De viejos y de locos
Una de mis primeras confusiones fue asociar la vejez con la locura. Lo digo porque la infantil curiosidad me llevó a husmear reveladores contrasentidos entre los mayores. Nada sabía entonces de la psicosis, de las alucinaciones, de la catatonia y de otras patologías. Hablo del fisgoneo de mis pupilas niñas, como una cámara de cine escondida en algún rincón de la habitación. He dicho antes que uno de esos seres absorbentes fue mi padre. Algunas noches, al trasluz de una cortina, escondido y sorprendido, vi y escuché al Viejo decir palabras raras, que recogían preocupaciones y anhelos que no comprendía. Otra que también nos visitaba con regularidad era una divertida vecina llena de canas y de piel muy estrujada. Llegaba ensartando frases incoherentes con refranes colorados, luego se lanzaba al suelo en contorsiones que provocaban carcajadas de mis hermanos. Me hizo pensar que alguna gente mayor se paseaba desfachatadamente por la irrealidad.
Mis temerosas curiosidades se transformaron en lazos y besos de ternura. Ocurrió una mañana, con Rosita la de los Peines. Era una viejecita casi centenaria, reducida a  lo que su nombre revelaba: una pequeñita rosa rosada. Me acerqué al balcón donde un grupo de personas escuchaba su encantadora conversación. Llevaba consigo un saco de tela rústico para echar los regalos de los vecinos que visitaba sábado tras sábado. Eran vestidos, pañuelos, mantillas, figuritas y peinillas, entre otros objetos personales. Noté que tenía puesto en su moño plateado, al menos dos grandes peines. Ante el reclamo de sus admiradores, develó su angelical belleza y comenzó a cantar el tango de Gardel que la llevaba de puerta en puerta: “Y todo a media luz/ que es un brujo el amor/ a media luz los besos/ a media luz los dos.” Mientras otros niños alimentaban con burlas su inmadurez, yo me estremecía por la emoción.
El caminante del barrio Pugnado fue otra de esas almas vibrantes. Llegó en mi edad adulta o segunda juventud. Lo llamé Carlitos en la recreación literaria de aquel trashumante rudo con espíritu de candorosa ingenuidad. Vivió gran parte de su vida yendo de un lugar a otro, recorriendo carreteras y trillos. Cruzando ríos y quebradas, al amparo del sol y de la lluvia fresca. Calando su sombrero blanco, con sus bolsillos repletos de páginas de periódicos, condecorado con sus peinillas y exhalando la pureza de su alma.

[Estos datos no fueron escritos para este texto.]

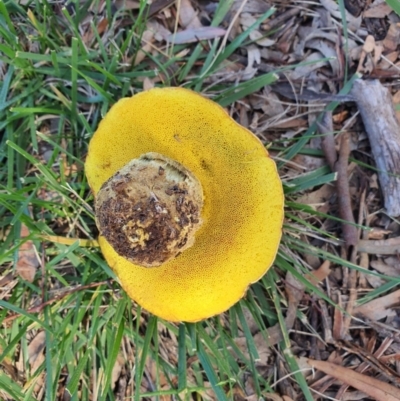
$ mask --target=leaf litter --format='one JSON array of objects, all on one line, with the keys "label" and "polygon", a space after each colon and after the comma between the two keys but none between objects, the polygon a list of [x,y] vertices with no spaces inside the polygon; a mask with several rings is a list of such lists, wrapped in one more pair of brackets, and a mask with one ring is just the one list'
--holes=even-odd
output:
[{"label": "leaf litter", "polygon": [[[80,25],[83,43],[88,47],[93,46],[96,40],[91,25],[94,18],[97,18],[96,33],[103,44],[107,44],[119,30],[132,25],[133,14],[130,13],[137,12],[140,7],[137,1],[114,2],[115,12],[121,13],[121,18],[117,18],[114,25],[110,26],[111,22],[105,17],[105,3],[100,3],[103,7],[101,12],[96,16],[88,15]],[[230,113],[271,144],[270,153],[277,161],[285,160],[285,151],[294,142],[301,141],[309,127],[316,123],[320,112],[330,101],[329,97],[340,96],[341,82],[346,71],[359,72],[366,79],[380,79],[381,84],[390,89],[394,104],[400,103],[400,87],[395,81],[400,75],[399,18],[382,1],[345,3],[347,35],[344,34],[342,10],[333,0],[274,4],[261,0],[233,1],[229,13],[218,26],[209,24],[216,12],[216,4],[211,1],[195,3],[181,0],[174,4],[155,1],[151,6],[153,8],[149,9],[151,18],[140,38],[141,49],[136,54],[127,51],[123,60],[126,64],[146,63],[147,68],[156,68],[156,57],[168,57],[173,45],[188,44],[189,47],[181,53],[182,57],[171,64],[173,71],[179,71],[183,66],[183,56],[190,54],[198,43],[207,50],[214,41],[226,41],[226,45],[274,6],[276,10],[272,17],[253,29],[249,40],[221,64],[218,71],[205,77],[204,82],[218,94],[218,85],[237,85],[258,75],[278,71],[278,85],[263,87],[257,93],[240,99],[230,108]],[[197,77],[200,68],[201,63],[195,64],[188,79]],[[167,80],[166,72],[161,71],[154,78],[146,77],[143,86],[150,88],[157,82]],[[287,85],[286,89],[290,88],[291,94],[287,91],[283,93],[279,84]],[[88,88],[83,90],[90,91]],[[311,210],[321,214],[302,211],[302,218],[309,224],[308,230],[296,225],[289,217],[287,223],[292,225],[285,229],[285,235],[292,239],[293,244],[302,238],[309,249],[330,252],[360,269],[350,270],[335,260],[326,260],[318,254],[307,254],[306,249],[295,250],[293,247],[288,254],[293,256],[303,273],[308,272],[304,277],[325,299],[306,289],[298,276],[279,272],[276,285],[284,306],[285,329],[289,333],[292,352],[304,370],[305,379],[314,391],[315,399],[399,399],[400,393],[396,387],[400,373],[399,290],[394,287],[382,290],[372,299],[368,296],[374,288],[384,288],[390,277],[398,277],[400,226],[397,219],[388,217],[383,209],[382,188],[377,178],[379,171],[374,169],[375,160],[362,121],[357,116],[357,108],[348,99],[335,99],[340,104],[330,117],[331,127],[320,130],[322,140],[314,138],[307,141],[302,149],[304,154],[298,154],[286,162],[281,173],[285,184],[289,186],[292,180],[299,178],[299,171],[312,172],[327,165],[334,167],[335,163],[340,162],[342,152],[344,161],[341,174],[344,178],[338,179],[336,183],[322,181],[316,186],[306,187],[298,196],[288,196],[289,202],[308,205]],[[327,138],[331,156],[324,151],[323,143]],[[347,142],[345,150],[344,142]],[[64,163],[68,162],[64,160]],[[77,169],[72,168],[72,164],[70,167],[71,174],[75,174]],[[335,185],[339,188],[335,189]],[[345,206],[340,203],[343,186],[348,191],[348,203]],[[347,214],[343,215],[341,211]],[[348,223],[351,222],[349,213],[353,216],[353,224],[350,225],[326,217],[340,216]],[[346,240],[345,226],[352,227],[350,240]],[[63,233],[62,227],[59,229]],[[376,234],[373,234],[374,231]],[[324,233],[329,235],[325,236]],[[22,226],[21,238],[29,234],[28,228]],[[358,253],[354,248],[358,249]],[[28,240],[19,248],[16,271],[21,278],[34,282],[38,266],[35,245]],[[4,286],[10,283],[10,269],[8,265],[2,274],[1,282]],[[362,269],[365,273],[379,272],[384,276],[365,274]],[[73,270],[66,267],[66,271]],[[377,281],[373,282],[373,277]],[[333,306],[331,301],[339,307]],[[286,377],[290,370],[277,348],[284,340],[280,323],[271,324],[262,331],[255,318],[251,313],[246,315],[258,351],[254,369],[266,380],[273,378],[276,382],[282,380],[279,383],[284,383],[284,386],[274,386],[274,389],[279,389],[279,394],[263,391],[262,397],[279,401],[302,399],[299,384]],[[220,324],[226,330],[230,330],[228,322],[225,315],[221,316]],[[140,323],[146,328],[147,317]],[[242,324],[242,321],[237,322],[236,351],[244,354],[245,359],[251,359],[246,328]],[[167,364],[176,366],[177,335],[162,324],[157,326],[157,332],[160,337],[160,357]],[[18,375],[14,376],[26,383],[29,375],[34,374],[43,363],[43,333],[29,331],[28,359],[25,361],[22,350],[17,350],[19,359],[15,366],[12,366],[9,359],[2,362],[6,372],[16,368]],[[135,363],[132,355],[136,347],[127,336],[123,337],[121,351],[112,369],[111,386],[117,399],[133,395],[132,372]],[[243,357],[231,348],[229,351],[236,358],[236,363],[242,366]],[[25,372],[27,366],[29,373]],[[313,374],[310,374],[311,368]],[[190,385],[198,383],[200,371],[196,355],[189,353],[186,375]],[[242,372],[244,386],[233,386],[230,395],[238,400],[258,399],[259,390],[251,371],[246,367]],[[176,389],[179,380],[176,375],[160,373],[150,357],[145,362],[144,378],[140,389],[142,393],[154,391],[156,386],[157,390]],[[36,397],[43,399],[43,382],[38,380],[36,385]],[[206,400],[217,399],[212,383],[205,379],[203,385],[207,390],[199,390],[198,396]],[[228,394],[227,387],[224,391]],[[161,399],[175,398],[162,395]]]}]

En mis lecturas, los acontecimientos divergentes y los personajes y autores alienados siempre me han seducido. Uno de éstos es Áyax, en la tragedia de Sófocles. Atenea, diosa de la sabiduría y curiosamente también de la locura, confunde mentalmente al soldado enojado, haciéndole creer que un hato de reses es un grupo de reyes. Cervantes, muchos siglos después, recrea este mito en El Quijote. El Manco de Lepanto dota al Caballero de la Triste Figura de una lúcida locura, de una enajenación provocada por los libros. Don Alonso el Bueno es un iluso iluminado por el amor a los ideales más elevados. Su sublime e incomprendida demencia estuvo siempre al servicio de la justicia, de la igualdad, de enaltecer a la mujer y reivindicar a los pobres y a los desvalidos.
Escuché predicar en la adolescencia sobre un hombre que andaba descontrolado como un animal salvaje, gritando por los sepulcros. Angustiado y atormentado, vivía entre los muertos. Me fascinó la historia de este Endemoniado Gadareno. El Pastor decía que era una víctima de los demonios. A mí me cautivó el hecho de que se enfrentó a Jesús con una pregunta, ¿Qué tienes conmigo? El desafío se convierte en el eje de su violencia. El Maestro lo confronta también con su verdadera identidad, la de ser legión. Este relato implica la pugna entre la locura como una fuerza retardataria de fuerzas destructivas y el poder de la justicia y el amor, encarnado en Jesús.
Intensas emociones y sensaciones, que aún reverberan en mí al recordarlas, surgieron de lecturas, personajes y conversaciones con viejitos alegres y sabios. Pero antes, de aquel niño que experimentó la ruptura con la cotidianidad. Simultáneamente, nació en mí cierto sentido de libertad para desviarme un poco del sendero de la corrección que los adultos cantaleteaban. Tonteaba con el desparpajo de la risa sana y liberadora. Crecí con la osadía de rebuscar en los libros y en las personas, mucho más que la sopa flemática de cada día.